Historically, family offices have been the funders of alternative assets such as venture capital and private equity funds, thus stimulating small- and medium-sized enterprises. As discussed in a previous LSN publication entitled “The Perfect Storm,” family offices have been discouraged by the performance of these alternative investments, and are beginning to bypass these types of funds and invest directly into privately-held companies themselves.

Many family offices involved in this trend are utilizing the skills and knowledge of the particular sector that made the family its fortune to identify strong investment opportunities, where they also have to ability to add value beyond capital. (2) What’s more, as long as family offices have been in existence, the majority have maintained a portion of their clients’ capital for the purpose of philanthropic allocations. Recently, philanthropy is becoming less of a donation and more of an investment focused on a measurable, positive social impact on society as a gauge of ROI. With this mindset, family offices are investing directly into industries like life science, where a scientific breakthrough could have a massive, lasting positive impact on a global scale. (3)

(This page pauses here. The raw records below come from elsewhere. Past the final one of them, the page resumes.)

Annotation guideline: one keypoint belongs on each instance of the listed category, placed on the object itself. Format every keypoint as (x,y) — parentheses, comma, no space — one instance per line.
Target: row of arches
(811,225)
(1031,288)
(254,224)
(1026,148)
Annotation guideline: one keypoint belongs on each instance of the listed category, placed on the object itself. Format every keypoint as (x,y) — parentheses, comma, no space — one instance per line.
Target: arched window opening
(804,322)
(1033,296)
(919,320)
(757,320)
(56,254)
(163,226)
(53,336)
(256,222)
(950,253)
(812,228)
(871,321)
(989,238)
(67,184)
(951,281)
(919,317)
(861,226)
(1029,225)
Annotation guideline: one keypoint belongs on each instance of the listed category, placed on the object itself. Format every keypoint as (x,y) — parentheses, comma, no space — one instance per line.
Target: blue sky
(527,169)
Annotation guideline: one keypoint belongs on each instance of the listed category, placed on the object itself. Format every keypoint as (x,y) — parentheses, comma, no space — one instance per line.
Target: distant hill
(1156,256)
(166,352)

Family offices are both increasing in number and in involvement in direct private investments. There are many factors contributing to these two trends, and one of the biggest beneficiaries will be private companies fundraising for the growth of their enterprise. Family offices looking for an impact with their investments do not have the same standards for ROI as traditional investment firms who are under immense pressure to generate consistent returns by shareholders, and are therefore offering better terms with less stringent restrictions on time-to-exit than traditional private investors.